I've tried rebooting the router incidentally and it has made no difference.

Highlighted
Cisco Employee

Thanks Darren, 

Thanks Darren, 

This clarifies things for me. My understanding is that the prefix length command in NAT pool configuration should accurately reflect your /29 block. The translation list will still match the source addresses of your respective companies and translate accordingly. 

I recreated your issue  and I have the same results. I receive a syslog message that reads the following for the .188 pool: 

%IPNAT-4-ADDR_ALLOC_FAILURE: Address allocation failed for 10.200.0.1, pool TENANT-2-WAN might be exhausted.....

By changing my configuration to: 

ip nat pool TENANT-1-WAN 1.1.1.189 1.1.1.189 prefix-length 29
ip nat pool TENANT-2-WAN 1.1.1.188 1.1.1.188 prefix-length 29

ip nat inside source list TENANT-1-NAT pool TENANT-1-WAN overload
ip nat inside source list TENANT-2-NAT pool TENANT-2-WAN overload

The issue was corrected and translations from VLAN 500 and 600 (sources of either 10.200.0.x or 10.100.0.x) always reflected the desired global source IP addresses when packets were debugged on the distant end post-translation.  

I'm trying to find certain confirmation of the exact impact the "prefix-length" portion of the command provides, but the pool size for any given source-list is defined with the IP address range configured with the NAT pool, which you have correctly configured to only reflect the specific IP you want each companies' traffic to be translated to. 

My best guess for now is that the "prefix-length" portion of the source pool configuration is there as a safeguard to prevent you from allocating IPs outside of your actual pool subnet range but I don't have any official documentation to support that theory yet, nor do I know why you don't get a warning when you attempt to put in an address that would be considered a network address based on the prefix-length parameters you provide. 

If you attempt to allocated an IP address pool that is larger than the prefix-list value given you'll see the following output: 

TENANT-2-WAN prefix length <x> too large; should be no more than <x>

But you won't get an error when an IP address in your pool would be considered a network address (Even though NAT was not working for me when I did).

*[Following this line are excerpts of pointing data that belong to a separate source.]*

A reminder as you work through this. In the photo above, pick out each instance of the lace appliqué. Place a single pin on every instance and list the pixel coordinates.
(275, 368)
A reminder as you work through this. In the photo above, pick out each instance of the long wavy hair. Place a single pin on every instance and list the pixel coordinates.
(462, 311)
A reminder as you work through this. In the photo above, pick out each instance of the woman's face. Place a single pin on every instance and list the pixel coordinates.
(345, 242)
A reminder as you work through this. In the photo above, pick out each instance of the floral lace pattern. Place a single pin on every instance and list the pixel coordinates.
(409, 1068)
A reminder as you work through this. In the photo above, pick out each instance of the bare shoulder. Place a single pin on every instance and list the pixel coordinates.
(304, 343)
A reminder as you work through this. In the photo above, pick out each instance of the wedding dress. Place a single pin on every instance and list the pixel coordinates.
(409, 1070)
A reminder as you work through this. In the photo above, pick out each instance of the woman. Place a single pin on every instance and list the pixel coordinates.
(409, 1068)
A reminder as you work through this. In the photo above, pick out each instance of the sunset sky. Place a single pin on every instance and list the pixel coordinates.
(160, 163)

I hope this is useful for you. Let me know if I'm still not understanding your concerns. 

Thank you!

Beginner

You're a star. Thanks for

You're a star. Thanks for such a comprehensive answer.

Now that you've pointed it out I don't honestly know why I hadn't thought of trying prefix-length 29 to match the block. I think I was thinking it in terms of limiting the pool (though even prefix-length 30 doesn't make sense in that context)

The fact it worked for the other one also fooled me into thinking it was correct, as you say there are no warnings. 

Could you tell me how you got that syslog output? What debugging commands you used etc. Would be useful for next time :)

Again many thanks. Haven't had time to verify that it works for my configuration but satisfied that it will.

Cisco Employee

It's a pleasure Darren, I'm

It's a pleasure Darren, I'm glad this information was useful for you! 

That's the interesting thing, that output popped up all on its own. No debugs needed. I was running IOS 15.2. Perhaps you have logging severity set to a different value?